Raman spectroscopy
Raman spectroscopy (i-Raman Plus Spectrometer, inVia Raman Spectrometer, Jobin-Yvon T6400 Triple-Monochhromator), named for the Indian physicist Sir Chandrasekhara Venkata Raman, is a technique that relies on the inelastic scattering of monochromatic light by atomic vibrations in the visible, near-infrared, and near-ultraviolet range. In particular, Raman spectroscopy is used to provide vibrational information specific to different chemical bonds and molecules of any non-metallic solid, i.e. minerals, synthetic crystals, and glasses, as well as of inorganic and organic compounds in gaseous, liquid, or solid state. Given that Raman spectroscopy is a truly non-invasive and non-destructive analytical method, it became very attractive to the field of Cultural Heritage over the last few decades, where sampling is strongly undesirable or completely prohibitive. Thus, it has proved to be ideal for the identification and material characterization of mineral-phase compounds such as pigments, seals, clay tablets, gems, ceramics, and degradation products on the surface of historic monuments. Like IR, Raman spectroscopy can probe the vibrational modes of amorphous phases and C-containing compounds, being therefore a useful tool for the analysis of carbonaceous materials on various writing supports and of organic phases inhabiting cracks in inscribed marble.

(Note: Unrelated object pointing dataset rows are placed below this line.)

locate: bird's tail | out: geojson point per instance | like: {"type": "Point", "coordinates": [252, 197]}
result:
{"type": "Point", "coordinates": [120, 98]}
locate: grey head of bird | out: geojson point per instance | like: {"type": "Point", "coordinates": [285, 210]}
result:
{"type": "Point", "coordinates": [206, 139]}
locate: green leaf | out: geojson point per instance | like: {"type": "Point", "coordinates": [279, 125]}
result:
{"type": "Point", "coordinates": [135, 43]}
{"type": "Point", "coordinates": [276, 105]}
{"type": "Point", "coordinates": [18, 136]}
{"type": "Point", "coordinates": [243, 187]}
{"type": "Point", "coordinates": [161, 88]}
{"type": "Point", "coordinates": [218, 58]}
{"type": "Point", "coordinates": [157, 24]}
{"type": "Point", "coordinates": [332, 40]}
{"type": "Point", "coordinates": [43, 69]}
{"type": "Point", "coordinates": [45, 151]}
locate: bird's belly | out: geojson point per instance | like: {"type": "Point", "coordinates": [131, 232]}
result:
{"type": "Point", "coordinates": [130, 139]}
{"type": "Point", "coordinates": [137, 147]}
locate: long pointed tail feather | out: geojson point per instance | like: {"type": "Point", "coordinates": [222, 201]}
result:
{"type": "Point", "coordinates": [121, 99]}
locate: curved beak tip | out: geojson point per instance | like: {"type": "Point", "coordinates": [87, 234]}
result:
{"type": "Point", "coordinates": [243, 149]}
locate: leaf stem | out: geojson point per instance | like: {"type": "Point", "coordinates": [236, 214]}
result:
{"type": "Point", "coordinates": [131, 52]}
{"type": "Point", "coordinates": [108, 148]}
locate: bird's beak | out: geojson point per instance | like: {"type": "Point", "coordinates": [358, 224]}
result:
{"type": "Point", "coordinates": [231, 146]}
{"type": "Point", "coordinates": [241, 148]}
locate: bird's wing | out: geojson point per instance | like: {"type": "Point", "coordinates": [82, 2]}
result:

Recently, a novel methodological approach based on Raman spectroscopy was established for the non-destructive quantitative determination of the chemical composition and crystal structure of minerals that can be found in rock-based writing supports (see Case Study Aspiotis et al., 2022, 2023). Detectable material differences between inscribed and non-inscribed areas of marble-based written artefacts can be identified by Raman spectroscopy. Particularly, the introduction of cracks and generally extended structural defects during the inscribing process facilitate the introduction of foreign material into those voids. Thus, the content of molecular inclusions or weathering-related products should be higher between engraved areas than away from them. The ability of Raman spectroscopy to quantitatively mark a guest secondary phase in a host matrix via the guest-to-host peak intensity ratio can be used to map the lateral distribution of cracks induced during the inscribing process (see Case Study, Aspiotis et al., 2021). Hence, it can potentially be used to trace lost text or to indicate an external interference such as human activity.